The government is a facilitator of commerce. It's not built to make a profit. It doesn't have the trust circle of a family. It is fundamentally political by mandate and by nature. It couldn't be less common!


I agree with you that it's necessary to look at evidence. But the evidence actually pretty overwhelmingly supports the general Keynesian framework for a financial crisis like this. Look at the data on austerity measures/spending vs. growth worldwide in this crisis (http://krugman.blogs.nytimes.com/2012/02/18/austerity-and-gr...), or any data on similar circumstances (the US "double-dip" in 1937 during the Great Depression, before WWII deficit spending brought us out of it, Japan in the 90s, etc.). The real question is, where is there ANY evidence/what is the model for the opposing view? Does it in any way match up with what really happened over the past 4 years? (because the AD-deficit/Keynesian view does)

Responding to the complaint about Obama's economic advisors being wrong is easy - they were wildly optimistic. However, plenty of economists including Paul Krugman were saying this at the time (http://www.nytimes.com/2009/01/09/opinion/09krugman.html?par... - note the date Jan 9, 2009, before Obama was even sworn in). The math is pretty basic - according to the aggregate demand view of the crisis you have a combined housing/financial shock that totaled at least 6% of GDB. The stimulus was MAYBE 1.5% of GDB, and that's being generous with assuming that high end tax cuts are just as effective as outright spending money (I would argue that they are not, since in a saver's economy, much of that money is just saved straight away). The Obama stimulus package was 4+ times too small to address the magnitude of the problem by this model; no one who has this view of the world is surprised that unemployment is still high (the only surprise was that Obama's advisors had such a rosy-eyed, not data-driven view of the world. They deserve a LOT of criticism for that).

Your "fall back on models that we do understand and have a lot of data for, like how businesses and households manage debt" is completely at odds with reality for two reasons. One is that it doesn't really imply what you say it does; most rational, not capitally constrained businesses/households (and the US is emphatically not capital constrained - bond yields are as low as they've ever been) invest when they have absurdly low interest rates - you're basically getting free money from the market, it's not a rational response to cut back in a situation like that. The second, and arguably more important, argument, however, is that the government occupies a fairly special position in the economy, since it alone among economic actors will never run out of money. Therefore, the government has the unique ability to act in a counter cyclical manner - it can counteract the collective saving of businesses/households to stimulate demand during recessions, and pull back when the private sector is roaring. (You give me 5% unemployment and 4-5%/yr GDP growth and I will be all for govt deficit reduction)


  The government... will never run out of money.
Um, isn't that because it collapses first? Or at least prints money and causes huge inflation? We'd like to avoid that.


QE1 ran from Nov 25, 2008 to Mar 31, 2010. QE2 ran from Nov 30, 2010 to June 30, 2011. QE3 started Sep 13, 2012 and hasn't ended yet.
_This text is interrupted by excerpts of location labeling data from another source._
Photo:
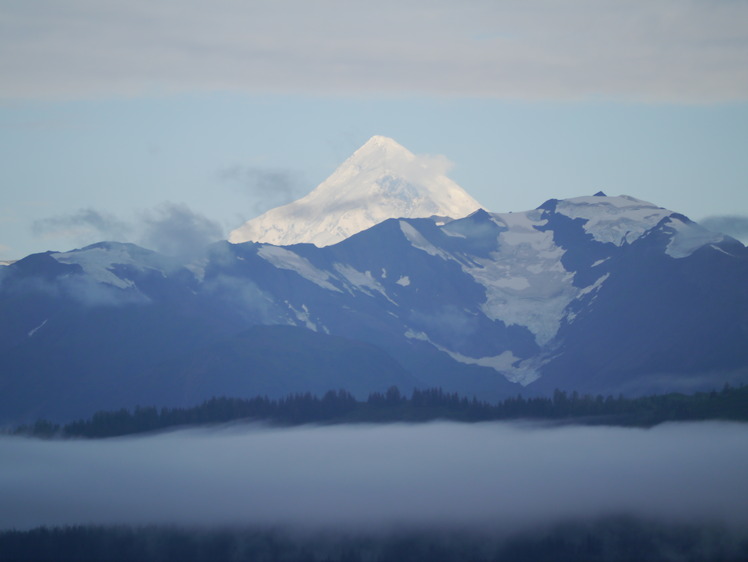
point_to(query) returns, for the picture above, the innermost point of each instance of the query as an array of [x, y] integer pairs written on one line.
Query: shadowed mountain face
[[595, 294]]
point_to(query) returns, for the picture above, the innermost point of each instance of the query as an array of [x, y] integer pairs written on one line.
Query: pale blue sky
[[112, 115]]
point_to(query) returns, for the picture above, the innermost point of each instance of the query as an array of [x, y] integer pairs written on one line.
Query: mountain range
[[387, 274]]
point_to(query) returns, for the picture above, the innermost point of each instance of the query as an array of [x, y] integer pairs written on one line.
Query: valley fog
[[492, 475]]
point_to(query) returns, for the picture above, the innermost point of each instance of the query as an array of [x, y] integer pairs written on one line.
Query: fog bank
[[499, 475]]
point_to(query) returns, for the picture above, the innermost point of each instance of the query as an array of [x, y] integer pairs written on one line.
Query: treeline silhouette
[[340, 406], [611, 538]]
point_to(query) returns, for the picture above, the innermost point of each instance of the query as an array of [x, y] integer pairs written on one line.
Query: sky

(Honest question here) I'm curious when we should expect to see the huge inflation created by the QE program, and why we haven't seen it yet if it began nearly 5 years ago...

Am I missing something?


Hasn't the US government been printing vast amount of money over the last 3-4 years, with little appreciable increase in inflation?

Keyesians argue that money supply doesn't cause inflation on its own. Probably worth looking into that, since the predictions it provides seems to match reality pretty closely..


One reason for the current benign inflation may be that there is no alternative currency with which to trade for US derived goods. Neither the rmb, euro, ruble nor even Canadian dollar are valid mediums of exchange within the US.

Meanwhile hyper-inflation in Russia in the 90's used the dollar as a stable currency with which rubles were exchanged for dollars. Hyper-inflation in Poland, Yugoslavia, and Bulgaria occurred in part due to easily exchange and convertibility of the Deutschmark.